Но не успел он кончить, как у врат снова раздался рожок, и в монастырь вошел новый посол от Миллера.
Это был Куклиновский, полковник хоругви охотников, которая таскалась повсюду за шведами.
Отъявленные смутьяны, люди без чести и совести служили в этой хоругви, да еще диссиденты: лютеране, ариане, кальвинисты. Потому-то и была у них дружба со шведами; но в стан Миллера их больше всего привлекла жажда грабежа и добычи. Эта шайка, состоявшая из шляхтичей, приговоренных к изгнанию, бежавших из тюрем и от руки палача, да их слуг, сплошных висельников, ушедших от петли, напоминала старую ватагу Кмицица, – только у пана Анджея люди дрались, как львы, эти же предпочитали грабить, насиловать в усадьбах шляхтянок, разбивать конюшни да сундуки. Зато уж сам Куклиновский вовсе не был похож на Кмицица. Годы посеребрили его голову, лицо у него было помятое, надменное и наглое. Глаза, очень выпуклые, и хищный взгляд выдавали нрав необузданный. Это был один из тех солдат, у кого от распутной жизни и постоянных войн совесть была выжжена дотла. Много таких шаталось после Тридцатилетней войны по всей Германии и Польше. Они готовы была служить кому угодно, и не однажды простой случай решал, на чью сторону они станут.
Отчизна, вера, – словом, все святое, было им чуждо. Они признавали только войну, в ней искали утех, наслаждений, корысти, забвения. Однако, избрав какой-нибудь стан, они верно служили хозяину и из своеобразной солдатско-разбойничьей чести, и для того, чтобы не нажить худой славы. Таков был и Куклиновский. За бесшабашную отвагу и крайнюю жестокость был он в почете у смутьянов. Вербовать людей ему было легко. За всю жизнь он служил во многих родах войск и во многих станах. В Сечи был атаманом, водил полки в Валахию, в Германии, во время Тридцатилетней войны, вербовал охотников и снискал себе славу как предводитель конницы. Кривые, дугою, ноги показывали, что большую часть жизни он провел в седле. Худ он был при этом, как щепка, и скрючился весь от распутной жизни. Много лежало на его совести крови, пролитой не только на войне. Однако по натуре он не был совсем уж злым человеком, знавал и благородные порывы, но был до мозга костей распутник и самодур. В пьяной компании он и сам говаривал: «Не одно на моей совести темное дело, гром бы должен убить меня, а ведь вот же не убил».

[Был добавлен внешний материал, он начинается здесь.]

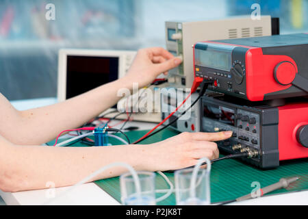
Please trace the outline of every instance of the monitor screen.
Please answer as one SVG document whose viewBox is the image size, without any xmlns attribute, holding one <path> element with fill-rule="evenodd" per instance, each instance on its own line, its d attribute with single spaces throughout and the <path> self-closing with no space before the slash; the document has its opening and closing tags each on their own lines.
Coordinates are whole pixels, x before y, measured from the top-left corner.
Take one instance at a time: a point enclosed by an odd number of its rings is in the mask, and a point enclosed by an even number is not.
<svg viewBox="0 0 308 219">
<path fill-rule="evenodd" d="M 66 99 L 118 77 L 118 57 L 68 55 Z"/>
</svg>

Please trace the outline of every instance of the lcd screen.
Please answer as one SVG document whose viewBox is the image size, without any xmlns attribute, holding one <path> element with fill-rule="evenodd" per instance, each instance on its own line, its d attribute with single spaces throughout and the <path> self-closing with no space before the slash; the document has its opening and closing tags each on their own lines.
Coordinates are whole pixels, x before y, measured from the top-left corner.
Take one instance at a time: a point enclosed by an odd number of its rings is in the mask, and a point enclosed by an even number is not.
<svg viewBox="0 0 308 219">
<path fill-rule="evenodd" d="M 116 80 L 118 60 L 118 57 L 68 56 L 66 99 Z"/>
<path fill-rule="evenodd" d="M 234 126 L 235 110 L 221 106 L 206 105 L 203 106 L 203 116 Z"/>
<path fill-rule="evenodd" d="M 195 64 L 203 67 L 229 71 L 231 67 L 230 51 L 214 49 L 195 49 Z"/>
</svg>

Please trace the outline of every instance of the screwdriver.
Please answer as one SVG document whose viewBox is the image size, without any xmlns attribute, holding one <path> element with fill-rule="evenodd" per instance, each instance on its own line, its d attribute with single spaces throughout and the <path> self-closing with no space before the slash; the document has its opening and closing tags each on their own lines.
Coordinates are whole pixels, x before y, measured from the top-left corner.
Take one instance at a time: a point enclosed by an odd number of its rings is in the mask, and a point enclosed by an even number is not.
<svg viewBox="0 0 308 219">
<path fill-rule="evenodd" d="M 270 185 L 268 186 L 264 187 L 264 188 L 260 189 L 261 190 L 261 196 L 264 196 L 266 194 L 268 194 L 269 192 L 282 189 L 282 188 L 286 188 L 291 184 L 292 183 L 295 182 L 296 181 L 298 180 L 300 178 L 298 177 L 295 177 L 292 178 L 285 179 L 285 178 L 281 178 L 278 183 Z M 240 198 L 238 198 L 234 200 L 227 201 L 223 203 L 221 203 L 218 204 L 218 205 L 226 205 L 231 203 L 233 203 L 235 201 L 242 201 L 244 200 L 248 200 L 251 198 L 253 198 L 254 197 L 252 196 L 252 194 L 246 194 L 244 196 L 241 196 Z"/>
</svg>

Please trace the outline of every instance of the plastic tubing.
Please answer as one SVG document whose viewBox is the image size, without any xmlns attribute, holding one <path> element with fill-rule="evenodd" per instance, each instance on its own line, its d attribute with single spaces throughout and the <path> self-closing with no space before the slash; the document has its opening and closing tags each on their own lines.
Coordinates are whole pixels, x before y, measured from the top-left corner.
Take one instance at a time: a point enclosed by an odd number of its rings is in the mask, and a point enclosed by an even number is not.
<svg viewBox="0 0 308 219">
<path fill-rule="evenodd" d="M 162 171 L 157 171 L 157 173 L 159 175 L 160 175 L 166 180 L 166 181 L 168 183 L 168 184 L 169 184 L 170 188 L 167 190 L 155 190 L 156 193 L 167 192 L 164 195 L 160 196 L 159 198 L 156 198 L 157 203 L 162 201 L 163 200 L 165 200 L 166 198 L 169 197 L 169 196 L 174 192 L 173 184 L 171 183 L 171 181 L 169 180 L 169 179 L 167 177 L 167 176 L 165 175 Z"/>
<path fill-rule="evenodd" d="M 118 137 L 117 136 L 112 135 L 112 134 L 107 134 L 107 136 L 108 136 L 110 138 L 116 138 L 116 139 L 118 140 L 119 141 L 120 141 L 121 142 L 124 143 L 125 144 L 129 144 L 129 143 L 127 141 L 125 141 L 124 139 L 123 139 L 123 138 L 120 138 L 120 137 Z"/>
<path fill-rule="evenodd" d="M 137 174 L 137 172 L 129 164 L 126 164 L 126 163 L 123 163 L 123 162 L 115 162 L 115 163 L 112 163 L 110 164 L 108 164 L 107 166 L 105 166 L 102 168 L 101 168 L 100 169 L 97 170 L 97 171 L 94 172 L 93 173 L 92 173 L 91 175 L 88 175 L 88 177 L 86 177 L 86 178 L 84 178 L 84 179 L 81 180 L 79 182 L 78 182 L 77 183 L 75 184 L 75 185 L 73 185 L 73 187 L 70 188 L 68 190 L 67 190 L 66 191 L 64 192 L 62 194 L 61 194 L 59 196 L 55 198 L 52 198 L 51 200 L 49 200 L 48 201 L 47 201 L 44 205 L 49 205 L 51 204 L 52 202 L 53 202 L 54 201 L 59 199 L 61 197 L 63 197 L 64 196 L 66 195 L 68 193 L 69 193 L 70 192 L 74 190 L 75 189 L 76 189 L 78 186 L 88 183 L 88 181 L 90 181 L 94 177 L 95 177 L 97 175 L 98 175 L 99 174 L 101 173 L 102 172 L 113 168 L 114 166 L 123 166 L 124 168 L 126 168 L 131 174 L 131 176 L 133 177 L 133 181 L 135 181 L 135 186 L 136 186 L 136 193 L 138 194 L 138 198 L 141 199 L 141 186 L 140 186 L 140 181 L 139 180 L 139 177 L 138 175 Z"/>
<path fill-rule="evenodd" d="M 85 138 L 86 136 L 91 136 L 91 135 L 93 135 L 93 133 L 92 132 L 88 132 L 88 133 L 82 134 L 81 136 L 78 136 L 70 138 L 70 139 L 68 139 L 68 140 L 67 140 L 66 141 L 64 141 L 64 142 L 61 142 L 61 143 L 57 144 L 55 145 L 55 146 L 63 146 L 63 145 L 68 144 L 68 143 L 70 143 L 71 142 L 73 142 L 73 141 L 75 141 L 75 140 L 76 140 L 77 139 Z"/>
<path fill-rule="evenodd" d="M 194 170 L 192 170 L 192 178 L 190 179 L 190 198 L 196 197 L 196 180 L 197 180 L 197 177 L 198 177 L 198 172 L 199 171 L 202 164 L 204 162 L 207 163 L 207 175 L 210 174 L 211 162 L 209 161 L 209 159 L 207 157 L 203 157 L 203 158 L 200 159 L 198 161 L 198 163 L 194 166 Z"/>
</svg>

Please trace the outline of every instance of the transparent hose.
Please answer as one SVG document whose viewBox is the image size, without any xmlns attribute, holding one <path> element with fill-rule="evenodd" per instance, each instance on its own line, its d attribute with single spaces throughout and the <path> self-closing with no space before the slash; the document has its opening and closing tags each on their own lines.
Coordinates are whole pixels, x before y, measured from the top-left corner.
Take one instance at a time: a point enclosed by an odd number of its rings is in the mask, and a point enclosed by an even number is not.
<svg viewBox="0 0 308 219">
<path fill-rule="evenodd" d="M 80 136 L 78 136 L 70 138 L 70 139 L 68 139 L 68 140 L 67 140 L 66 141 L 64 141 L 64 142 L 61 142 L 61 143 L 57 144 L 55 146 L 61 146 L 67 144 L 68 144 L 68 143 L 70 143 L 71 142 L 73 142 L 75 140 L 78 140 L 79 138 L 85 138 L 86 136 L 91 136 L 91 135 L 93 135 L 93 133 L 88 132 L 88 133 L 84 133 L 84 134 L 82 134 L 82 135 L 80 135 Z"/>
<path fill-rule="evenodd" d="M 206 171 L 207 173 L 209 175 L 211 172 L 211 162 L 209 161 L 209 159 L 207 159 L 207 157 L 200 159 L 194 168 L 192 174 L 192 179 L 190 179 L 190 198 L 196 197 L 196 184 L 198 177 L 198 172 L 199 172 L 202 164 L 204 162 L 207 163 L 207 171 Z"/>
<path fill-rule="evenodd" d="M 66 191 L 64 192 L 62 194 L 60 194 L 57 198 L 52 198 L 51 200 L 49 200 L 49 201 L 47 201 L 45 203 L 44 203 L 44 205 L 49 205 L 49 204 L 51 204 L 52 202 L 55 201 L 55 200 L 57 200 L 58 198 L 60 198 L 61 197 L 64 196 L 65 195 L 68 194 L 70 192 L 72 192 L 73 190 L 75 190 L 78 186 L 79 186 L 79 185 L 82 185 L 84 183 L 88 183 L 89 181 L 91 181 L 92 179 L 94 177 L 95 177 L 99 174 L 101 173 L 102 172 L 106 170 L 107 169 L 113 168 L 114 166 L 123 166 L 123 167 L 125 167 L 130 172 L 130 173 L 131 174 L 131 176 L 133 177 L 133 181 L 135 181 L 135 186 L 136 186 L 136 193 L 137 193 L 137 198 L 140 198 L 140 200 L 141 200 L 142 196 L 141 196 L 140 181 L 139 180 L 139 177 L 138 177 L 138 175 L 137 174 L 137 172 L 136 172 L 136 170 L 130 165 L 129 165 L 127 164 L 123 163 L 123 162 L 116 162 L 116 163 L 112 163 L 112 164 L 110 164 L 109 165 L 107 165 L 107 166 L 105 166 L 102 167 L 99 170 L 95 171 L 94 172 L 93 172 L 91 175 L 88 175 L 88 177 L 86 177 L 84 179 L 81 180 L 79 182 L 78 182 L 75 185 L 73 185 L 71 188 L 70 188 Z"/>
</svg>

Эта безнаказанность привела к тому, что не верил он не только в суд Божий и возмездие в земной жизни, но и за гробом, – иначе говоря, не верил в Бога, зато верил в черта, колдунов, астрологов и алхимиков.
Одевался он на польский манер, полагая, что коннику польский убор идет больше всего; только усы, еще черные, подстригал по-шведски, закручивал вверх торчком и распушивал кончики. В разговоре он, как младенец, то и дело употреблял ласкательные слова, что в устах этого исчадия ада, изверга и кровопийцы звучало просто дико. Он любил поговорить, побахвалиться, мнил, видно, себя особой знаменитой, первейшим в мире полковником конницы.
Миллер, который и сам принадлежал к числу людей того же покроя, только что позначительней, очень его ценил и особенно любил сажать с собой за стол. Теперь Куклиновский сам навязал генералу свои услуги, поручившись, что своим красноречием он мигом успокоит монахов.
Еще раньше, когда серадзский мечник Замойский, сразу же после ареста монахов, сам собрался в стан к Миллеру и потребовал заложника, генерал послал в монастырь Куклиновского; но Замойский и ксендз Кордецкий не приняли полковника, сочтя его особой, не соответственной по званию.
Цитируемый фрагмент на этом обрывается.